The story of Orson Welles is famously tragic: A wunderkind who made what many consider to be the greatest movie right out of the gate at 25, Citizen Kane, his career was then squandered through a variety of studio battles, so that he only wound up with a handful of masterpieces instead of the many he surely had in him. One of his later efforts, which he wrote, directed, and co-starred in, was 1958’s Touch Of Evil. The gritty late-era noir has Charlton Heston playing a Mexican drug-enforcement official at the U.S. border, and features Janet Leigh as Heston’s wife, a young Dennis Weaver, Marlene Dietrich as a madam, and Welles as corrupt sheriff Hank Quinlan. Welles was in his 40s by this time, and grossly obese, but his work behind the camera on Touch Of Evil (including the still-famous three-minute opening tracking shot) convinced him that the film could be his Hollywood comeback.
Instead, as was typical in Welles’ career, the director was fired in post-production. Studio officials were confused by the movie, but Welles protested their changes. Universal then re-edited the movie and even re-shot some scenes.

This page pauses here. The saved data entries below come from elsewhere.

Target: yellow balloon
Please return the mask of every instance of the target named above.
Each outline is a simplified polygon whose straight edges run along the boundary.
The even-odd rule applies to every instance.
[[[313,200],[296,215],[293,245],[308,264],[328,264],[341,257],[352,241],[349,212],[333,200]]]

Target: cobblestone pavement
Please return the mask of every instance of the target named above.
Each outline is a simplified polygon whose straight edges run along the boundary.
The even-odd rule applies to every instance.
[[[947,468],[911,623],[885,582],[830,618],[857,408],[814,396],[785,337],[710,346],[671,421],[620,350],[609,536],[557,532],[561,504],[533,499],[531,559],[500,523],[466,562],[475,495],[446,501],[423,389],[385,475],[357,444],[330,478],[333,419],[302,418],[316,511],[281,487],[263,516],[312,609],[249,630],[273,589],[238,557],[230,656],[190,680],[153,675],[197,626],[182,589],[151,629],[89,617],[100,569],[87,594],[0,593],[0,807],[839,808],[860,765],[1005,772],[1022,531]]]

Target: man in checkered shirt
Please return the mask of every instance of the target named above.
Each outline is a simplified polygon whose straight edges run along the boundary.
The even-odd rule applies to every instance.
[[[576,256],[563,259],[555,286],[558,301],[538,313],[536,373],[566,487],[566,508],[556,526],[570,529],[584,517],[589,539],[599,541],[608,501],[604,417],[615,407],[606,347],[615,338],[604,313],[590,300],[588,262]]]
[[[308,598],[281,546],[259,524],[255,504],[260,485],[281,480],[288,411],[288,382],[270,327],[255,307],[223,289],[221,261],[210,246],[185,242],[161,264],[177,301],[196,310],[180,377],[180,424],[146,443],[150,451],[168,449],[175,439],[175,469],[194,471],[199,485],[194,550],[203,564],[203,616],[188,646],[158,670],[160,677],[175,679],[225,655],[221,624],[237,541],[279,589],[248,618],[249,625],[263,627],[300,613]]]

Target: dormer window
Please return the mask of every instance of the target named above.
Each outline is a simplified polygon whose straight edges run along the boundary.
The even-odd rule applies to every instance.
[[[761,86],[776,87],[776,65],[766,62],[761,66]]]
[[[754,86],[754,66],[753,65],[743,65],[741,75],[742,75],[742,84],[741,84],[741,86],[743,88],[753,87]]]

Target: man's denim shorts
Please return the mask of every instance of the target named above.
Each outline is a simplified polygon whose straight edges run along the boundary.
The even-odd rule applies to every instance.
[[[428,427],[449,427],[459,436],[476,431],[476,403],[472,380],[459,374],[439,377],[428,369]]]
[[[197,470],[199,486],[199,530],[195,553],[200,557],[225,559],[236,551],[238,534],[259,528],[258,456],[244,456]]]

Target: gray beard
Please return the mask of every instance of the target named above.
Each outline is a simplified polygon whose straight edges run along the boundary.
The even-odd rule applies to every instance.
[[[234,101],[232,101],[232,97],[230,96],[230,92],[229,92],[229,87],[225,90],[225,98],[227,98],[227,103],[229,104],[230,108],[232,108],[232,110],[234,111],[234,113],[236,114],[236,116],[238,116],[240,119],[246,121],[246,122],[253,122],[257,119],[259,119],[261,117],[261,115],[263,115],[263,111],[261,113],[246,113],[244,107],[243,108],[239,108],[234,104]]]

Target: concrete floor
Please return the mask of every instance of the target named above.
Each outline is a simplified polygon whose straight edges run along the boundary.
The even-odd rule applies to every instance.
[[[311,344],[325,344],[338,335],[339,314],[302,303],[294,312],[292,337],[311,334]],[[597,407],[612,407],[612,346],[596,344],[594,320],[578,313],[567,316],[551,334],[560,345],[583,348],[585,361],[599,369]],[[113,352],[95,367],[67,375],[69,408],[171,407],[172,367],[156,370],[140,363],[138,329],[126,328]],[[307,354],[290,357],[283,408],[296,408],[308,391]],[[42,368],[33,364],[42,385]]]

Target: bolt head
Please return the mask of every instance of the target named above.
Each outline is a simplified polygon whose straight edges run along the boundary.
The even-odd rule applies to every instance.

Welles protested in a 58-page memo to Universal that was mostly ignored, and the movie was released as a B-picture, despite its all-star cast.
In 1998, film editor Walter Murch re-edited the movie according to Welles’ specifications, and this is where Rocket Jump Film School’s Behind The Edit picks up the story in an episode titled “The Orson Welles Memo.” The video granularly compares Welles’ preferred edit to the version that was released. It’s a bit of a master class in learning how much even slight edits can affect the way we view a film. Of course, that 1998 revision came out a little too late for Welles, who died in 1985. But his version of the film, as edited by Murch, received numerous awards. Touch Of Evil was added to the National Film Registry by the Library Of Congress in 1993.